"To read [a] novel is to be constantly moving between secular and religious modes, between what could be called instance and form. The novel's secular impulse is toward expanding and extending life; the novel is the great trader in the shares of the ordinary. It expands the instances of our lives into scenes and details; it strives to run these instances at a rhythm close to real time. Think of the way that Henry James devotes an entire chapter, in The Portrait of a Lady, to the five or six hours that Isabel Archer sits in a chair, thinking about the failure of her marriage. Forty-five years later, Mrs. Ramsay, in To the Lighthouse, will be sitting by the window, thinking about her children, about her husband, about all sorts of different things, and will forget that she is supposed to stay still, because Lily Briscoe is painting a portrait of her. Mrs. Ramsay, in effect, forgets that she is at the center of a portrait, forgets that she is at the center of a novel, forgets that she is a heroine. This is a kind of secular forgetting: the novel is so full of its own life that human life seen under the eye of eternity — that is to say, life as death — has been carelessly banished. Death will roar back, but not yet, not now.

"When the novel is in this forgetful secular mode, it wants its characters to live forever. It cannot understand that they must die. Remember how reluctantly, and almost casually, Cervantes says farewell to his Don Quixote, who has been on his deathbed, and who has, at the last moment, renounced his knight errantry. He calls for Sancho Panza, and asks for forgiveness. 'Don't die, senor mio,' is Sancho's tearful response. Don Quixote makes his will, lives another three days, and then, 'amidst the tears and lamentations of everybody present, gave up the ghost; by which I mean to say he died.' The poverty of the language, its near clumsiness and refusal to expand into sentiment, is very moving, as if Cervantes himself was surprised by the event, and is overcome with wordless grief at the passing of his creation.

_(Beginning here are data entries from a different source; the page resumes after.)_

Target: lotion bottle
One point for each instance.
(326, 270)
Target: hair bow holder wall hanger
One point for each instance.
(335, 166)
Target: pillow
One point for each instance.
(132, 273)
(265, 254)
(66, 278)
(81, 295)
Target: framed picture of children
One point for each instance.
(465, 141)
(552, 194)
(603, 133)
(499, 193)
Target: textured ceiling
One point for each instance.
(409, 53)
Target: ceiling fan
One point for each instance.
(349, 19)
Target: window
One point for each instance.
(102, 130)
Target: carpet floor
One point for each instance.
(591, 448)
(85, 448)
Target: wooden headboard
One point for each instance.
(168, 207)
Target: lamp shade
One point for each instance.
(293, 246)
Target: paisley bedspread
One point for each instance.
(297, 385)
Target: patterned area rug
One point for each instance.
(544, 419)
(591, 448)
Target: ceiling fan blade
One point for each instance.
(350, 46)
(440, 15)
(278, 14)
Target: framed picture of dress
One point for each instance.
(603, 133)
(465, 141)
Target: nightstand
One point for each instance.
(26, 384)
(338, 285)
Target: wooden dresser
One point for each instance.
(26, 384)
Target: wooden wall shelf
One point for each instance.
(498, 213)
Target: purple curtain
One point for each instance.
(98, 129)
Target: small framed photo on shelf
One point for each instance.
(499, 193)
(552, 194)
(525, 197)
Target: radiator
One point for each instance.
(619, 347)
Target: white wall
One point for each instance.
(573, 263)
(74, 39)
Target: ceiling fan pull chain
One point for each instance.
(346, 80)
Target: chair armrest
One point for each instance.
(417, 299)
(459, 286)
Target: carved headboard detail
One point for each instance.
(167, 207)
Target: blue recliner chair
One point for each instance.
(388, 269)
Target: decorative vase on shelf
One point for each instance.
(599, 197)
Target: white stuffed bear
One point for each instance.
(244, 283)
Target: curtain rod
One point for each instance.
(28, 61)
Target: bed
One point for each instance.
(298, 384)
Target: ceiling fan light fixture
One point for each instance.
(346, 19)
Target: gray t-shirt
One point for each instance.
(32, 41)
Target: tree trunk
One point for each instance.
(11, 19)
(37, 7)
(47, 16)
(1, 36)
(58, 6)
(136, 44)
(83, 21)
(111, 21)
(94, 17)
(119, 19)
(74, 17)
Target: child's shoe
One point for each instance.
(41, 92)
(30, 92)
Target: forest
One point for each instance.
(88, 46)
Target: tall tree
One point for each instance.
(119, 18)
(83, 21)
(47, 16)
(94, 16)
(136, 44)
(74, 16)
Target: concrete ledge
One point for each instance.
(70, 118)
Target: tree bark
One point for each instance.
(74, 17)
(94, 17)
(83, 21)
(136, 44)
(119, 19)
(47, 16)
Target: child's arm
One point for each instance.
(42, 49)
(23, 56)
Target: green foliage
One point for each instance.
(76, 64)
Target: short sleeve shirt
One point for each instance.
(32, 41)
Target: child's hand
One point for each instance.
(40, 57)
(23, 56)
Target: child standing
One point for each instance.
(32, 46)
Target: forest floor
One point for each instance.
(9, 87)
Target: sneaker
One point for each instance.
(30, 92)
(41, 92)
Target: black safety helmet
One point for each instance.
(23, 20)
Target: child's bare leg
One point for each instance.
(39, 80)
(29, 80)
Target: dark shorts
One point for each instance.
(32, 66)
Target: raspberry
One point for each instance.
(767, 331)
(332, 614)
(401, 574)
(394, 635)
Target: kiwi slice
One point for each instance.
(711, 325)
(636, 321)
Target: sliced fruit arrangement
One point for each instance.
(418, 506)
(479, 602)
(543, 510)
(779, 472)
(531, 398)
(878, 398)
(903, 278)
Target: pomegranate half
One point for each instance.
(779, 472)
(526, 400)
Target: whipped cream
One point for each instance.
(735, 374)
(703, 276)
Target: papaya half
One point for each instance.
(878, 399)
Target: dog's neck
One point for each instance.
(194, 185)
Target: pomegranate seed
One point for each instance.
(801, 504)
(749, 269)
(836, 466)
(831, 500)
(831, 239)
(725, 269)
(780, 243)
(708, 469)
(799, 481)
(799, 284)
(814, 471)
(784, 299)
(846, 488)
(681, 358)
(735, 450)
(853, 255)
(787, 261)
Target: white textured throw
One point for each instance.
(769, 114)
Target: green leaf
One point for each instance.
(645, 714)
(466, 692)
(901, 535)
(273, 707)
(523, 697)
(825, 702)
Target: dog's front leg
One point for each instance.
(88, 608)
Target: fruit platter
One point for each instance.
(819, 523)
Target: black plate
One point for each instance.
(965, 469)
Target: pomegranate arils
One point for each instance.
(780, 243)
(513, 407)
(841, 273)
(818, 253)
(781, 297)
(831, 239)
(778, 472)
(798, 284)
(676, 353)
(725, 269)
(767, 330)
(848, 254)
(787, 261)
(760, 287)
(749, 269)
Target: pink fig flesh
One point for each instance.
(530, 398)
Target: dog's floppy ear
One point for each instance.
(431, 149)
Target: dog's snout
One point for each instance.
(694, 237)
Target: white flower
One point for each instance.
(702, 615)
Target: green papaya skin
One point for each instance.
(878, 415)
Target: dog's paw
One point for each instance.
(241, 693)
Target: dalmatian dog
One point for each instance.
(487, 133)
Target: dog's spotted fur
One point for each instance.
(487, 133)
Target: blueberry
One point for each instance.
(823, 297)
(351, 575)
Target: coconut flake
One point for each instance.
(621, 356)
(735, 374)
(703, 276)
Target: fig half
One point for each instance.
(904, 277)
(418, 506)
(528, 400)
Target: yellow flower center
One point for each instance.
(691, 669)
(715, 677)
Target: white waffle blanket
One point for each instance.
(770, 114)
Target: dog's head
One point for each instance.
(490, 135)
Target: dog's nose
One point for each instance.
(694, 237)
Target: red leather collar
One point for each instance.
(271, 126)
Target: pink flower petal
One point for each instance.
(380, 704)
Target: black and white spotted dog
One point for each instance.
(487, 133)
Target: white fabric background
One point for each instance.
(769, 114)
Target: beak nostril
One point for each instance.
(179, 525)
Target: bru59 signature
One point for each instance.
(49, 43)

"But the novel's eternal or religious mode reminds us that life is bounded by death, that life is death-in-waiting. What makes the mode religious is that it shares the religious tendency to see life as bounded, already written — hence John Donne's characterization of our lives, in his sermon on the book of Job, as a sentence already written by God: 'Our whole life is but a parenthesis, our receiving of our soul, and delivering it back again, makes up the perfect sentence; Christ is Alpha and Omega, and our Alpha and Omega is all we are to consider.' In this mode, the novel does as God vouchsafes to do in Psalm 121: 'The Lord shall preserve thy going out and thy coming in.' It teaches us about the relation of instance to form. That is an achievement, because most of us find it difficult to apprehend the form of our lives. We are just getting through the instances — eating breakfast, going to work, earning a living, making sure the children get to school, and so on. Even when the instances are joyous — falling in love, say — especially when the instances are joyous, time goes slack and we are not able to see, in our great relaxation, the shape of our moments, their beginning and ends, their phases and periods. We are condemned to understand our going out and coming retrospectively, as if we were rowing a boat, clear-eyed only about the distance we have already covered."